4. Kenmerken van de werkgever
Zowel het gemiddelde uurloon als het loonverschil tussen mannen en vrouwen verschilt per bedrijfstak. Het ongecorrigeerde loonverschil was in 2020 het grootst binnen de bedrijfstak financiële dienstverlening (28 procent), gevolgd door handel (27 procent). Het uurloon was eveneens het hoogste bij de financiële dienstverlening (34 euro). Het gecorrigeerde loonverschil was in 2020 het grootst bij de financiële dienstverlening (12 procent), handel, industrie en vervoer (alle drie 9 procent). Het ongecorrigeerde loonverschil is het grootst in kleine bedrijven (23 procent), maar het gecorrigeerde loonverschil is het grootst in grote bedrijven (8 procent).

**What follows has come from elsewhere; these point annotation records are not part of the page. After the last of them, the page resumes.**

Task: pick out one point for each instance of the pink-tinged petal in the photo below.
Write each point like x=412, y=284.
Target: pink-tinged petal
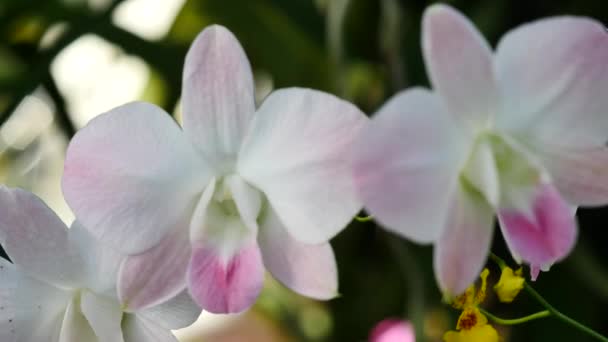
x=8, y=284
x=139, y=329
x=248, y=200
x=131, y=174
x=393, y=330
x=156, y=275
x=406, y=164
x=542, y=233
x=217, y=95
x=553, y=77
x=176, y=313
x=298, y=153
x=462, y=250
x=309, y=270
x=459, y=63
x=75, y=326
x=104, y=315
x=580, y=174
x=101, y=262
x=36, y=239
x=226, y=284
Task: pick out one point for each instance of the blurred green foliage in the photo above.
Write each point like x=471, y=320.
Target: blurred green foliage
x=362, y=50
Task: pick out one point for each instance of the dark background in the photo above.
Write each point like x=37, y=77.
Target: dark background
x=366, y=57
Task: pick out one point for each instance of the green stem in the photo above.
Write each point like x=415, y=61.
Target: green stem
x=367, y=218
x=563, y=317
x=514, y=321
x=554, y=312
x=412, y=276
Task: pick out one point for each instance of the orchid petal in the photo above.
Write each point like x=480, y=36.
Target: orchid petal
x=296, y=152
x=218, y=94
x=200, y=212
x=580, y=174
x=482, y=172
x=36, y=239
x=75, y=326
x=176, y=313
x=407, y=164
x=130, y=175
x=39, y=309
x=248, y=201
x=309, y=270
x=104, y=316
x=8, y=284
x=156, y=275
x=541, y=230
x=101, y=262
x=461, y=251
x=459, y=63
x=226, y=284
x=551, y=90
x=139, y=329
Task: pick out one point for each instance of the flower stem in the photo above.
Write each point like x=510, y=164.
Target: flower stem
x=514, y=321
x=364, y=218
x=563, y=317
x=553, y=311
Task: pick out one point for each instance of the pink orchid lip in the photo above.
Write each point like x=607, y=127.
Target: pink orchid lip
x=544, y=235
x=393, y=330
x=226, y=286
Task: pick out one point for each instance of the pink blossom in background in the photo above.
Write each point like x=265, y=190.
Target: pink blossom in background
x=393, y=330
x=518, y=133
x=234, y=191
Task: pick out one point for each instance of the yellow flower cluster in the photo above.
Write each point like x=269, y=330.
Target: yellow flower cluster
x=472, y=324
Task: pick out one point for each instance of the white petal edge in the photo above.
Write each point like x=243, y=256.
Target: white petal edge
x=461, y=251
x=131, y=174
x=217, y=95
x=309, y=270
x=459, y=62
x=36, y=239
x=104, y=316
x=407, y=162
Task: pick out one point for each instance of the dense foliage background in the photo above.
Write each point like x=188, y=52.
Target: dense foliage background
x=362, y=50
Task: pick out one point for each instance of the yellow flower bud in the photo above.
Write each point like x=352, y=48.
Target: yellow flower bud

4.1 Ongecorrigeerde loonverschillen naar bedrijfstak
Vrouwen werken relatief vaak in het onderwijs (onderdeel van de niet-commerciële dienstverlening), terwijl ze sterk ondervertegenwoordigd zijn in de landbouw en nijverheid (tabel 4.1.1). Segregatie over bedrijfstakken is een vrij constant fenomeen. In onderstaande tabel is te zien dat vrouwen in 2020 nog meer dan in 2008 de niet-commerciële dienstverlening domineerden in termen van aantal banen. Iedere baan telt hierbij even zwaar mee, dus een deeltijdbaan telt als ook als een afzonderlijke baan.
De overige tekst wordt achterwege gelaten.